In an article entitled “Learning To Think Spiritually,” she showed a stereogram, a piece of abstract art that looks like a bunch of squiggly designs in brown, white, gray and black. But there’s more here than meets the untrained eye, she pointed out: A 3D galloping horse is actually embedded in the image.
This horse remains invisible, however, to anyone who focuses his vision on the readily apparent plane of the picture, or looks at it with only one eye. It can only be seen by those focusing both eyes on a plane behind this image, she explained.

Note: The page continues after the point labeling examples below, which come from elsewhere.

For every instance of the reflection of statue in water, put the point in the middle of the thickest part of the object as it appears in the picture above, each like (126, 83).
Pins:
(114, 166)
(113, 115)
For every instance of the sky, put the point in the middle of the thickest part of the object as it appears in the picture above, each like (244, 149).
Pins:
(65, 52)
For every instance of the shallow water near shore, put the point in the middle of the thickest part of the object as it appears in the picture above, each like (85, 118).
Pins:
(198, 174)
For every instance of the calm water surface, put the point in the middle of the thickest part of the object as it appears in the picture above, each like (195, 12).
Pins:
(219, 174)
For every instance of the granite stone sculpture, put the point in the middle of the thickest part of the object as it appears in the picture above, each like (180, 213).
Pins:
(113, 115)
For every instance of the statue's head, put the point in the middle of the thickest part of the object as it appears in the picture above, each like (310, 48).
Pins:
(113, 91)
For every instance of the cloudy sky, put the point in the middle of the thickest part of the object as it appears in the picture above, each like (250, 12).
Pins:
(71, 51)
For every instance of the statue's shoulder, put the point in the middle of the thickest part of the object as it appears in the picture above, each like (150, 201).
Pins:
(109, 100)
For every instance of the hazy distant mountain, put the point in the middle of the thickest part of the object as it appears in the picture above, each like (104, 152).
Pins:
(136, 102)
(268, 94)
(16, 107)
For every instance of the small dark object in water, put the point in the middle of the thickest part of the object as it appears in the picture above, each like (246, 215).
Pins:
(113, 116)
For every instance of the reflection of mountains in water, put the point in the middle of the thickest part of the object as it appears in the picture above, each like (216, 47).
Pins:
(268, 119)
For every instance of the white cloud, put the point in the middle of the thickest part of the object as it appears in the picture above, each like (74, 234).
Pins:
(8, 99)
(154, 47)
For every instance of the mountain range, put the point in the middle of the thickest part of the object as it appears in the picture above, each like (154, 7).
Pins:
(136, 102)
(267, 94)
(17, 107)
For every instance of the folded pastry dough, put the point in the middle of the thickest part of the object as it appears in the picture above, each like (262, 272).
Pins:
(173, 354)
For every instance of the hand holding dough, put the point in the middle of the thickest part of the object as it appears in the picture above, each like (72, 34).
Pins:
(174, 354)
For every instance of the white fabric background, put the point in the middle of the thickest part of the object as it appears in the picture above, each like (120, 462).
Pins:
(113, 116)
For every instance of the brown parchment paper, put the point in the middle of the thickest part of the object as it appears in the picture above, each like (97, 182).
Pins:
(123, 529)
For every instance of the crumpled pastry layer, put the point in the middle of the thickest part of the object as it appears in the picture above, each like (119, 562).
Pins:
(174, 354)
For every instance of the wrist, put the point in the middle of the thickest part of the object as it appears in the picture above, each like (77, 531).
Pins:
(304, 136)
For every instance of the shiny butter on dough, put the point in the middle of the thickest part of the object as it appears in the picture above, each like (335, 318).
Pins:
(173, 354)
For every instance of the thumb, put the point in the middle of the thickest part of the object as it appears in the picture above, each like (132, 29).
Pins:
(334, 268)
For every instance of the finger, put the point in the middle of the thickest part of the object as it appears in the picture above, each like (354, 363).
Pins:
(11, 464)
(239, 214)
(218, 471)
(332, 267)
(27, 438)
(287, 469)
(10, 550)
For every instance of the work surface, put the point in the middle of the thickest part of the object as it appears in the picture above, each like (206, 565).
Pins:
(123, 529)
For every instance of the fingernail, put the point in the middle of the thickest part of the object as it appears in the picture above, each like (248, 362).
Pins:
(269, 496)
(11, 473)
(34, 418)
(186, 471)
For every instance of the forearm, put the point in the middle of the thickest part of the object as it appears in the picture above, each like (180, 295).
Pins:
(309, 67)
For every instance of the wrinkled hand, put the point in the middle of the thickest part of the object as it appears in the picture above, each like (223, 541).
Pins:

There is a lesson to be learned here.
“Like many others,” she wrote, referring to her atheist days when she read the Bible only to tear it down, “I saw the gospel as a bunch of scribbles; I thought it was just a bunch of nonsense until my focus changed.”
Describing the Bible as a spiritual stereogram, Jones wrote, “You need two aspects of the intellect to see the reality of God in its pages; you need to utilize both the logical and spiritual (or poetic) component of your thinking to see Him. If you use only one in the absence of the other, you will lose the effect. It's like covering one eye.”
Jones pointed out that depth is key to seeing the truth in the Bible just as it is in stereograms. “I think the reason a lot of people aren't seeing its truth today,” she said, “is that we have become a nation of shallow thinkers.”
I think A.S.A. Jones is brilliant. And I think she has it exactly right.